First, if you’re reading this blog you know that our health information is distributed in different computer systems, potentially a dozen or more. But once that challenge is overcome both caregivers and patients are left with a growing collection of data that are hard for any human to comprehend usefully. And, as it turns out, computers can’t do much useful with it either, yet.
Second, the reason that computers are not empowered to help us with our healthcare is that the descriptions of us and of our care are, in technical parlance, not “comparable”, generally. If a computer can’t tell if two entries in our accumulated records name the same test result, or the same medication, or, better, whether the entries are related to one another in some important way - are two different medications from the same class, for instance - there’s not much a computer can do. A critical part of empowering computers to make use of our health data is a solution to “the naming problem”. Put differently, again in technical parlance, computers need to “interoperate by meaning”, at least where our healthcare data is concerned. An enabling resource for such interoperation is called the UMLS, short for the Unified Medical Language System. A major component of the UMLS is the Metathesaurus, a large corpus of the authoritative vocabularies used in healthcare and biomedical research. It was developed and is now maintained by a Federal Agency - The National Library of Medicine. The critical feature of this corpus is its organization by meaning - simply put, it represents synonymy and potentially useful relatedness among the many millions of names and codes that might appear in your medical records.

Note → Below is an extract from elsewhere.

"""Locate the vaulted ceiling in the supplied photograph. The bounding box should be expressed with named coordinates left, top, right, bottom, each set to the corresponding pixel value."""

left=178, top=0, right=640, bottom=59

Third, a little appreciated fact is that the names for important things in our records are a moving target. For example, new lab tests and new medications appear daily, and the names of diseases continue to evolve in the face of new knowledge. Staying on top of this is a huge challenge so the Metathesaurus is released multiple times each year. Maintaining currency and releasing the Metathesaurus in a uniform representation is exactly the kind of thing that computers should do, and this is being done by the UMLS.